I have recently discovered that my education should be centered in the field of Magic. I am requesting permission to change my major from Cereal Production to Theoretical Magic.

I sat back and looked at those words. I was penning my own manifesto.

A few days ago, I received my cutie mark after accurately forming a 3 dimensional mental world and manipulating a cluster of stars in it. This is not out of mere happenstance, but rather because it is my calling to pursue magic. I know I can excel in the theoretical magic program here, and I am willing to put forth the effort to ensure that I succeed. I have talent in the area of magic and I am excited about how I can help advance the latest theories of magic. I believe I will have a unique perspective on the inner workings of magical phenomena.

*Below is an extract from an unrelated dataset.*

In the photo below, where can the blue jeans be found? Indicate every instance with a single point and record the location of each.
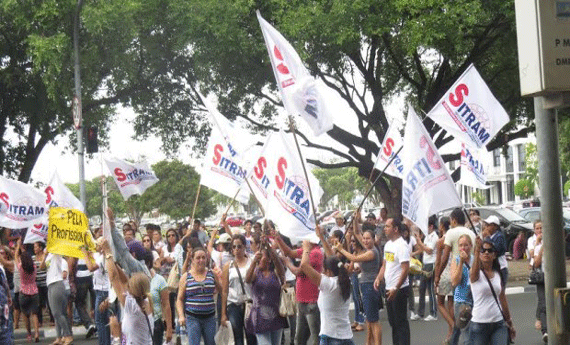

I read over that short paragraph that would become my declaration of who I was to become. I was ready to face the challenges that lay before me, and my first order of business had been completed. I was ready to pursue my newfound dream. I was ready to study magic.

The sleep deprivation that I had incurred over the past few days finally caught up with me. I decided that the best choice for the rest of the night would be to sleep. I crawled into my bed and closed my eyes, but my imagination was swirling with the newfound hope that I had given to it. The scenes that my mind conjured up were spectacular to say the least, but they seemed feasible.

For a brief moment, I would see myself at the front of an assembly taking a prize for my magical feats. I could hear the crowd cheering and see the flash bulbs flickering away among them. I could feel the confidence that filled my heart as I walked across that stage.

My mind flashed to another scene, where I sat in a room filled with books on my creations. Volumes upon volumes were dedicated to single spells too complicated for any of my predecessors to create. A chair sat in the center, and my mind became blissfully calm when I looked at it.

Another image flashed to my mind, this time I was in front of a large council of stallions, all unicorns, and I was presenting one of my latest theories concerning some incredibly large dimension. I was the leader, the authority on that subject, and all of them knew it.

I could feel a smile creep across my face as my mind slowly let go of reality. I was going to make that first step toward my new life, one where I was destined to be great. It was comforting, knowing that I had finally been given a chance to prove myself to that impossibly exclusive race.